Remaining Patient-Centric
Equally important in this journey to approval has been the voice of the patient community. Gallo emphasizes the critical role that patient experiences and feedback have played in shaping the development of arimoclomol. Understanding the daily challenges and needs of people with NPC has informed the broader advocacy and medical affairs strategies within the company. To maintain patient-centricity, Zevra works closely with patient advocacy groups and the NPC community. Gallo shares:
“Our advocacy partners have been key partners every step of the way. We understand that there are many stakeholders and try to work with each advocacy group and amplify their focus. If we’re planning an activity or looking for particular input, we always turn to these groups for that input. Every single one of them has played an important role in our drug development journey.”
For patients and families who would like to make a difference in the NPC space, Gallo suggests working with advocacy groups to learn what ways there are to contribute. He shares:
“The advocacy groups are there to help you understand what resources you have, what opportunities there are to make a difference, and how to amplify your voice to advocate for change. For example, the National Niemann-Pick Disease Foundation together with Ara Parseghian Medical Research Fund, Firefly Fund, Hope for Marian, SOAR-NPC, Dana’s Angel Research Trust, Hide & Seek Foundation and Hayley’s Hope, recently put together a statement in support of arimoclomol.
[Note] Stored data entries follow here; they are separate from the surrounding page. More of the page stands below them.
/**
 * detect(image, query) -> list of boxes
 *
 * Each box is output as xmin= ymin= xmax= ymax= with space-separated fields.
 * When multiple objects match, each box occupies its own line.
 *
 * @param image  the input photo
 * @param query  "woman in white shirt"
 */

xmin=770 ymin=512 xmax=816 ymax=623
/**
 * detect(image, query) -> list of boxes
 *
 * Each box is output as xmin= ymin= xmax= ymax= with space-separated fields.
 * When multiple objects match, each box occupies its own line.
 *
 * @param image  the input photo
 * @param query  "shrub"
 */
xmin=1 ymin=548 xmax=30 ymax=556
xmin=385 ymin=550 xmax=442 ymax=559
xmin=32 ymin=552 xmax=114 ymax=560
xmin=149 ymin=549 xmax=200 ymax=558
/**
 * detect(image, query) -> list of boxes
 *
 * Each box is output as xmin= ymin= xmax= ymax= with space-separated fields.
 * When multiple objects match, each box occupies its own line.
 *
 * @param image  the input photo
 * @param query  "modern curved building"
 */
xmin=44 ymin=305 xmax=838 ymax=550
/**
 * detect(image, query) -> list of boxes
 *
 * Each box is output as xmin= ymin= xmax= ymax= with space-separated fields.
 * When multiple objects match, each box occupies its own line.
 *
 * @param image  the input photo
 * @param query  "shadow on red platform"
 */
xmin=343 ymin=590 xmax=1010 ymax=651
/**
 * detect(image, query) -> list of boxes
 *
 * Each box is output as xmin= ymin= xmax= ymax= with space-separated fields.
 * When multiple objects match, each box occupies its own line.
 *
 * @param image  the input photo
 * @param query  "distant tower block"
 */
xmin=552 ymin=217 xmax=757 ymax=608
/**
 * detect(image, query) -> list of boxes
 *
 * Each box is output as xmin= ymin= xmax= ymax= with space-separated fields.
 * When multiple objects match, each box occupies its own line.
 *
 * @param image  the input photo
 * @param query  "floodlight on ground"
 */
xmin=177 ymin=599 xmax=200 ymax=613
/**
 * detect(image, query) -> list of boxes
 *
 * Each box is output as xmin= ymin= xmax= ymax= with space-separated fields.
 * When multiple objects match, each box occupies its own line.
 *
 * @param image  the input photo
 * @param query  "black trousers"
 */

Nearly 1,000 people signed the petition and provided their stories about the disease, its impact, the unmet need, their experience with arimoclomol in some cases, and how this drug has contributed to meaningful improvement in outcomes. It’s a great example of how every individual’s voice matters. For me, the takeaway is that the patient experience and patient voice is critically important in drug development.”
This patient-centric approach underscores Zevra’s dedication to not just meeting regulatory requirements, but also seeking to fundamentally improve the lives of those affected by NPC. As the PDUFA date approaches, the NPC community remains hopeful. If the FDA approves arimoclomol’s NDA, it will offer hope to the people and families who need it most.